The Adel City Council was set to have a public hearing at the A-D-M High School Auditorium on Tuesday regarding the proposed annexation of about 1,000 acres south of town into the City of Adel. Suddenly on Tuesday afternoon, however, the city announced that the public hearing had been canceled.
On Monday, the city staff received a letter from Tim and Jodi Forrett, who own about 130 acres of land in the proposed area. The letter said that they were withdrawing their application for voluntary annexation, which effectively ended the proposed annexation, as efforts by council will have to stop at this point.
Adel City Administrator, Anthony Brown, said that the Forretts didn’t give a reason for the withdrawal of their application.
The withdrawal of the Forretts’ voluntary annexation application put the amount of land to be involuntarily annexed above 20 percent, so it would no longer be an 80/20 voluntary annexation, according Brown. However, Brown said that that was not the main issue.

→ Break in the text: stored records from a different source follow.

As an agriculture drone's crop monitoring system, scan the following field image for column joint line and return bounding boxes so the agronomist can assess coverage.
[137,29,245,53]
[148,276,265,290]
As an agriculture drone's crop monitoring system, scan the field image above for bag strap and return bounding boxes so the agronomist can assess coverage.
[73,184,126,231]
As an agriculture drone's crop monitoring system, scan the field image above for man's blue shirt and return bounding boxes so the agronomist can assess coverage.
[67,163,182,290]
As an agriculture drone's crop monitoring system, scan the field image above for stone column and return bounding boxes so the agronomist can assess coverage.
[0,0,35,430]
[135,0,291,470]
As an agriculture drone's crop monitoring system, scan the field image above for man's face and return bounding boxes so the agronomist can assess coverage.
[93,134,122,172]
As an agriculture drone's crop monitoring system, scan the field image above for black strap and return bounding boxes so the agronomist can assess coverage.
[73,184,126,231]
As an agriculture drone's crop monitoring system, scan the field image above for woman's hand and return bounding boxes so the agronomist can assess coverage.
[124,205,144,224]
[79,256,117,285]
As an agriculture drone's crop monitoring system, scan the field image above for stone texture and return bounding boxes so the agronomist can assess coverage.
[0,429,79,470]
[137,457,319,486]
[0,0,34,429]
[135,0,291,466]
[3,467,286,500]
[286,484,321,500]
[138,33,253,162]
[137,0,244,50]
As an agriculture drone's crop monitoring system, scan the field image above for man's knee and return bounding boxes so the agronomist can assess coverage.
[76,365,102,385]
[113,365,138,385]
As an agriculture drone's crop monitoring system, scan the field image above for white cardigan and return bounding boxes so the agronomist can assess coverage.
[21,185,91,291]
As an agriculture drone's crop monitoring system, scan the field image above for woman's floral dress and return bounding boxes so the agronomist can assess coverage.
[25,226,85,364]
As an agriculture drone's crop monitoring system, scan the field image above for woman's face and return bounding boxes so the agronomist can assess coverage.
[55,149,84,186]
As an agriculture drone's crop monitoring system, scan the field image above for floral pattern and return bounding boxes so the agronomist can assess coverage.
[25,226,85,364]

“The main thing is that we had advertised… sent mailings showing the map, showing who was consenting and not consenting,” Brown said, “and now that’s changed. If the council were to proceed with doing something differently, we would have to go back to square one and start over.
“So effectively, we pulled it because it wasn’t the same that we had been going on.”
Even though the public hearing was canceled, the Adel City Council still held their meeting in the A-D-M High School Auditorium as posted. Before the meeting started, Adel Mayor Jim Peters stated that he and the council were “surprised” by the proposed annexation falling through before the public hearing.
Peters said that the city received the letter from the Forretts “pretty late” in the time frame leading up to the meeting on Tuesday night.
“It was dated on Friday and I understand we received the letter at City Hall on Monday, which, you know, is a day before the scheduled public hearing,” Peters said.
“My understand from our attorney, Dan Manning, is that once they withdrew, then the annexation, the public hearing, any action, it just can’t happen, because the annexation, as proposed, doesn’t exist anymore,” Peters said.
Peters mentioned the opposition that the proposed annexation had faced and said he doesn’t believe that annexation will be coming back up soon.
“The city was facing some headwinds in terms of, the county didn’t put their support behind it, the school had expressed some concerns about growth… there was some vocal and written resistance to the 80/20 voluntary annexation,” Peters said.
“So, I doubt that this council will take up annexation again, at least this year, and I can’t say for future years.”
Whether she would have voted for the annexation or not, councilwoman Rebecca Hillmer said that she was disappointed that the public didn’t even get a public hearing on the issue after spending so much of their time and resources on it.
When Peters announced to the crowd that had gathered in the auditorium, despite the public hearing cancellation, why the public hearing had been canceled and that he doesn’t believe the council will bring annexation up again anytime soon, the crowd broke into a brief applause.